Wildlife refuge in McPherson County, Kansas

The Maxwell Wildlife Refuge in McPherson County, Kansas, consists of 2574 acre of mostly mixed grass prairie. Bison and elk inhabit the refuge. The McPherson State Fishing Lake adjoins the refuge and adds another 260 acre of protected area, including a 46 acre lake.

==History==
In 1859 an immigrant from Scotland, John Gault Maxwell (born 1825), settled in McPherson County. He helped to preserve the prairie and a remnant of the bison rapidly being extirpated from the Great Plains. In 1940, his son Henry willed $75,000 for the establishment of a refuge. In 1951, the Maxwell Wildlife Refuge was officially opened with a herd of 10 bison and 6 elk. A portion of the land was set aside for the construction of the McPherson County Fishing Lake.

==Description==
The refuge sits at the southern edge of the Smoky Hills in the headwaters of Gypsum Creek at an elevation of about 1500 ft. The land is rolling, with wooded areas in creek bottoms. Most of the vegetation is mixed grass prairie, intermediate between the tall grass prairie further east and the short grass prairie or steppe further west. Mixed grass prairie in Kansas is associated with areas receiving 20 inch to 30 inch annual precipitation.

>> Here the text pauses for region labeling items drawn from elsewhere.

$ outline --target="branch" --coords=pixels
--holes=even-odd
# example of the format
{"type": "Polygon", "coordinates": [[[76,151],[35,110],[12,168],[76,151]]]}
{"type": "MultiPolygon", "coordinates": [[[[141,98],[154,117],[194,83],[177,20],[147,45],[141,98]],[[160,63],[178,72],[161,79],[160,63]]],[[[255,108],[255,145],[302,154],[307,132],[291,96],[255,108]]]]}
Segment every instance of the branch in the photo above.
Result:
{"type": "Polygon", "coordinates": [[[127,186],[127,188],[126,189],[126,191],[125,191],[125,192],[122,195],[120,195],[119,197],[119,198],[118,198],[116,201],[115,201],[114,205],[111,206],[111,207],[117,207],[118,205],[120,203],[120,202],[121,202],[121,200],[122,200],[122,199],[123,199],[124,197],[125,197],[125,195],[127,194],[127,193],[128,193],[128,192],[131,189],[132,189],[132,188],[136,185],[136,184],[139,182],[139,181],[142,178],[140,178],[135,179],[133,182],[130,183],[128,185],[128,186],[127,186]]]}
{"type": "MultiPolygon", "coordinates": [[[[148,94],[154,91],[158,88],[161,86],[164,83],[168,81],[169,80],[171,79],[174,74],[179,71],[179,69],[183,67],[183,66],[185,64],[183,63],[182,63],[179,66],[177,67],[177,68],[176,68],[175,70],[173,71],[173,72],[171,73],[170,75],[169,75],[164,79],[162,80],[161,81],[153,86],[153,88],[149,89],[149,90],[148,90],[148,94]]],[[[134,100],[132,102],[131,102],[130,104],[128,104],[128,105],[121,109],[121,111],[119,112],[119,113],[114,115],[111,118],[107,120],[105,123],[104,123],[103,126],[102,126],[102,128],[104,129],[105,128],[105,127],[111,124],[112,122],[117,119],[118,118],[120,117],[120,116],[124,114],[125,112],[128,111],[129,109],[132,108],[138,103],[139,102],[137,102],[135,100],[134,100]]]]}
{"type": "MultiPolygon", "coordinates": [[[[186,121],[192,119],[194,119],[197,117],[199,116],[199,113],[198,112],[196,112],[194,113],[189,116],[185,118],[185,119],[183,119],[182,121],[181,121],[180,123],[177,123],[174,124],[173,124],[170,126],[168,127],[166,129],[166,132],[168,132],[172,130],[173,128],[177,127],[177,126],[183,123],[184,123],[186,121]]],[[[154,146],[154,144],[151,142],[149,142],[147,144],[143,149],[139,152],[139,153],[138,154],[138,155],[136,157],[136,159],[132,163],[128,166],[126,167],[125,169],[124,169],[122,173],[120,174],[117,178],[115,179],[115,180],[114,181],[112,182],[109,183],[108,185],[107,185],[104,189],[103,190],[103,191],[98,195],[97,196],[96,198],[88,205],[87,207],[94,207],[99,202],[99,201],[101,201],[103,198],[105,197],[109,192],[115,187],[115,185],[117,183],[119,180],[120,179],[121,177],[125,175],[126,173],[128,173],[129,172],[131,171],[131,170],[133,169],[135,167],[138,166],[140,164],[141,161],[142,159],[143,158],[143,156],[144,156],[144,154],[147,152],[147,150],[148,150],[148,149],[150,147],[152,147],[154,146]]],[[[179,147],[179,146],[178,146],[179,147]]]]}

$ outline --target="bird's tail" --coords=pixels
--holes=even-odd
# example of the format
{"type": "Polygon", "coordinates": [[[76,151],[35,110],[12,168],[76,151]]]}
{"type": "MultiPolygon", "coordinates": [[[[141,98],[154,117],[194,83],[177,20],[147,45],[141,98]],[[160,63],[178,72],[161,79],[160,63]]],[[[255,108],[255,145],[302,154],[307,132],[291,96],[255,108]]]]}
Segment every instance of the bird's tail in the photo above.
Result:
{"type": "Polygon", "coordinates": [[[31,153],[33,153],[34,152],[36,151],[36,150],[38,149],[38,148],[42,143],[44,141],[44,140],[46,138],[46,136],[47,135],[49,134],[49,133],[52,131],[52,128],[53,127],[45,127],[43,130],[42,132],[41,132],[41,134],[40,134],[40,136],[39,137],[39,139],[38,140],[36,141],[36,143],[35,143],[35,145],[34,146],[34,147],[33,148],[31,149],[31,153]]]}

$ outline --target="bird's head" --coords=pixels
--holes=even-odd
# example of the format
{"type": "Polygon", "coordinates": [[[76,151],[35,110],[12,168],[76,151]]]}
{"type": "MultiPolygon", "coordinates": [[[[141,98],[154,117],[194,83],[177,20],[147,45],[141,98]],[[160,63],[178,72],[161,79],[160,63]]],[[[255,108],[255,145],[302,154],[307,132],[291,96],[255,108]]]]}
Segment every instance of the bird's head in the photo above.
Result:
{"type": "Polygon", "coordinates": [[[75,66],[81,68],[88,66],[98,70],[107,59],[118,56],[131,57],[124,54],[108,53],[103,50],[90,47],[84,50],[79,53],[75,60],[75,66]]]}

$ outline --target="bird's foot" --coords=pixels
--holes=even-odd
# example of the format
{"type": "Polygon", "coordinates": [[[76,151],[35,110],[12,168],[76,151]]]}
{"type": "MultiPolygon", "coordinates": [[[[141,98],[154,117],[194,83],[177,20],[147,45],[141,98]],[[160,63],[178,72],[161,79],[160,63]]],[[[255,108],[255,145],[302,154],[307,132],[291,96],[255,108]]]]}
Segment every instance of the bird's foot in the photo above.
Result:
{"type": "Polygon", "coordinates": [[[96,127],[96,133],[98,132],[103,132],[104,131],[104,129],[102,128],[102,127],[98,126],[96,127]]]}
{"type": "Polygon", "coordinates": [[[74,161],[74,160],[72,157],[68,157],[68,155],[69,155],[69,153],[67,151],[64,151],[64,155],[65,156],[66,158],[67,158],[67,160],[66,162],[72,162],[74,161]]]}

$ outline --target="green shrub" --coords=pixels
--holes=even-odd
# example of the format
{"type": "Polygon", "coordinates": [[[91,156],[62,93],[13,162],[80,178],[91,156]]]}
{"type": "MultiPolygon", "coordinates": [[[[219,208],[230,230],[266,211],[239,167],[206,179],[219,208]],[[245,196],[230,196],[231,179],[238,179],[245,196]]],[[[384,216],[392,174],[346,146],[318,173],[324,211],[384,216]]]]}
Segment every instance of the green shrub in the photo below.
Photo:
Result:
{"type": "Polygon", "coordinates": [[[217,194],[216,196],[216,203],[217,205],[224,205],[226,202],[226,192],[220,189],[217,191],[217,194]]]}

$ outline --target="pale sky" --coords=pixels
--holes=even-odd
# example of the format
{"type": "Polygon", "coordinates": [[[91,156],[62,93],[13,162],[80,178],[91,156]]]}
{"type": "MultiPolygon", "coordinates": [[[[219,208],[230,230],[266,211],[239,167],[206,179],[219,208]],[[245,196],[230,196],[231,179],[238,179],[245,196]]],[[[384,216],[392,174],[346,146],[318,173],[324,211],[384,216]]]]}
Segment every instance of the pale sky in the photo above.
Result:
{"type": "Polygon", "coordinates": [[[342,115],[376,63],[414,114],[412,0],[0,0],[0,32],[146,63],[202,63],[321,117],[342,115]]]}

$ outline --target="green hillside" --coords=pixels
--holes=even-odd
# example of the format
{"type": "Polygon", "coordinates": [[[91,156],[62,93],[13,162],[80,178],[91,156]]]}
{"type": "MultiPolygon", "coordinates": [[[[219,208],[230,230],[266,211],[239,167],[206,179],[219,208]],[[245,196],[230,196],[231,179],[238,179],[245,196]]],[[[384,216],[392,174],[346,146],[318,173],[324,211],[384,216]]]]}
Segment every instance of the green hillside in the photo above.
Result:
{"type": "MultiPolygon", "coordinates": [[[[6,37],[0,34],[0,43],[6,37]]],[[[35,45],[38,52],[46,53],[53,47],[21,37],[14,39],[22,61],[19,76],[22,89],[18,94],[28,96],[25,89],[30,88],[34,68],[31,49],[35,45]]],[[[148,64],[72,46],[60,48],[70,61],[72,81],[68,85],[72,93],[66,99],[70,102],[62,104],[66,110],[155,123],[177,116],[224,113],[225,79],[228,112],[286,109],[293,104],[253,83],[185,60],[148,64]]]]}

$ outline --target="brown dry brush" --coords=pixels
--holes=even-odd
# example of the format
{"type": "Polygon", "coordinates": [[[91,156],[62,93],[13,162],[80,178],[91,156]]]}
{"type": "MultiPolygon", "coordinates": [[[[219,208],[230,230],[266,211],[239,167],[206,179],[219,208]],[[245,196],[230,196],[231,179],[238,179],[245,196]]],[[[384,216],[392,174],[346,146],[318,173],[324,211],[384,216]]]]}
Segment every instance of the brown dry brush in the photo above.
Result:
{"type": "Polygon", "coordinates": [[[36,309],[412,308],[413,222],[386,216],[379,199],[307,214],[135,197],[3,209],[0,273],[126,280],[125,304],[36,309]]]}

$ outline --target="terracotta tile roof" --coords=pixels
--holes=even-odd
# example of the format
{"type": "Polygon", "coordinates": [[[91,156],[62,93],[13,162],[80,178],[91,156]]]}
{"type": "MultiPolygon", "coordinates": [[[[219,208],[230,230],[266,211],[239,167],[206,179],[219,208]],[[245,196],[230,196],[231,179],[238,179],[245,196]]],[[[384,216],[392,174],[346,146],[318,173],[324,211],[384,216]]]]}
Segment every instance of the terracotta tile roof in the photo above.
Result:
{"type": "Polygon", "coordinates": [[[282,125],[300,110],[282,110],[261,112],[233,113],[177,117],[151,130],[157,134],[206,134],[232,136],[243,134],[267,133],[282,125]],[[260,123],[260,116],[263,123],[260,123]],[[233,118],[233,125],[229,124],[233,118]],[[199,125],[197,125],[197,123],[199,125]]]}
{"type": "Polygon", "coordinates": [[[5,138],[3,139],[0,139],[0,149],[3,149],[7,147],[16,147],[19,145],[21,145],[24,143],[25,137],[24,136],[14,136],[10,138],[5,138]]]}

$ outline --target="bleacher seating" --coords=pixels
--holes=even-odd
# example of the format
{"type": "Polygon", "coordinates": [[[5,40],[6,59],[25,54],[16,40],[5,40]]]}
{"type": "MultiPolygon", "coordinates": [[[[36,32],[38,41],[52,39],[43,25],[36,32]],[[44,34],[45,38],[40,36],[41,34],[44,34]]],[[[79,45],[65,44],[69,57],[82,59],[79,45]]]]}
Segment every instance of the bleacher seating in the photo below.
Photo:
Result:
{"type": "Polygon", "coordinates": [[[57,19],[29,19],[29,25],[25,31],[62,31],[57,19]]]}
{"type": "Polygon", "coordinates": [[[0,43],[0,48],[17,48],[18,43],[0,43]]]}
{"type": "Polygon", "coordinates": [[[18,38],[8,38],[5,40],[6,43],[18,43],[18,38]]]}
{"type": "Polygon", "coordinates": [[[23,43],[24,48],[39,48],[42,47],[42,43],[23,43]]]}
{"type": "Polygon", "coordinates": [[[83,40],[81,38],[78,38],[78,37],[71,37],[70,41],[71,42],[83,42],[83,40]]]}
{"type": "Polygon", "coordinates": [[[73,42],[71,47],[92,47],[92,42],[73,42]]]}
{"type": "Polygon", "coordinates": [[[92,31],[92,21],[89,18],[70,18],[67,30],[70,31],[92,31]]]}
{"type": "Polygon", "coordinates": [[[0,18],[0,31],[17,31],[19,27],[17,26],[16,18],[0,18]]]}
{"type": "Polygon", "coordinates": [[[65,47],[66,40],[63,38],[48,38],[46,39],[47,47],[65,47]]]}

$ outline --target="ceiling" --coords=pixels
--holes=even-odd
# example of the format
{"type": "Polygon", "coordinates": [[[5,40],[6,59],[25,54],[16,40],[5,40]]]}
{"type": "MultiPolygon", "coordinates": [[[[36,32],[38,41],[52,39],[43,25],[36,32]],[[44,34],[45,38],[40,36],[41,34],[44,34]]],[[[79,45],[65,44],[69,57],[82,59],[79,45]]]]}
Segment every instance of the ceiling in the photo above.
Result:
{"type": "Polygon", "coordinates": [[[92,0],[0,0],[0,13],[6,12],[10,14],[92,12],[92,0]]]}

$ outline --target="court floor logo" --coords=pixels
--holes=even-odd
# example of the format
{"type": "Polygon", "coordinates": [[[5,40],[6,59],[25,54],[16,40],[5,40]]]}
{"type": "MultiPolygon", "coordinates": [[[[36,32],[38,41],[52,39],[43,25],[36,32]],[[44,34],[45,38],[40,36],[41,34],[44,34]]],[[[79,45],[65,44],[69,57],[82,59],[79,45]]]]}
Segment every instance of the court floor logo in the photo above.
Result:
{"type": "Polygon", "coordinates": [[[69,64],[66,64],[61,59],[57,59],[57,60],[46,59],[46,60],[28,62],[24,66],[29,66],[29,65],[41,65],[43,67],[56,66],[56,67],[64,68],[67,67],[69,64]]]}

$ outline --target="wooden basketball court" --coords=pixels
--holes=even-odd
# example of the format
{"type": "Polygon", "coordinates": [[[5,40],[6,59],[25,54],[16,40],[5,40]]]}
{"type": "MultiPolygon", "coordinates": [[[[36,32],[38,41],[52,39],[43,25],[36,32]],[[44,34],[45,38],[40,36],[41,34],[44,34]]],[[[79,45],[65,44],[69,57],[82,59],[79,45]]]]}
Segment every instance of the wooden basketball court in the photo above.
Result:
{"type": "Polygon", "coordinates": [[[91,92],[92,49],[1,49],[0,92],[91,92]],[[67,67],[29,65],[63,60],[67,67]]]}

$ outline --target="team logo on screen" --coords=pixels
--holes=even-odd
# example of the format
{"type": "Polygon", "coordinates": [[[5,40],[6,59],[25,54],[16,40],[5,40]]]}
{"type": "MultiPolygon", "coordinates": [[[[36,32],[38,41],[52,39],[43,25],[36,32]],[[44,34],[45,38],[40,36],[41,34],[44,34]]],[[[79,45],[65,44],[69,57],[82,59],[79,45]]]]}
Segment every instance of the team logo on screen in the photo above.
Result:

==Wildlife and recreation==
A herd of 150 bison and 75 elk roam the refuge. Up until 2020, there was an observation tower, but it has been removed. Tram rides through the refuge are conducted by the Friends of Maxwell. A road, often obstructed by bison herds, winds through the open range of the refuge.

A campground and public use area are located at McPherson State Fishing Lake. A .75 mile long nature trail is near the southwest corner of the lake. Signs of the presence of beavers and sightings of white-tailed deer are common.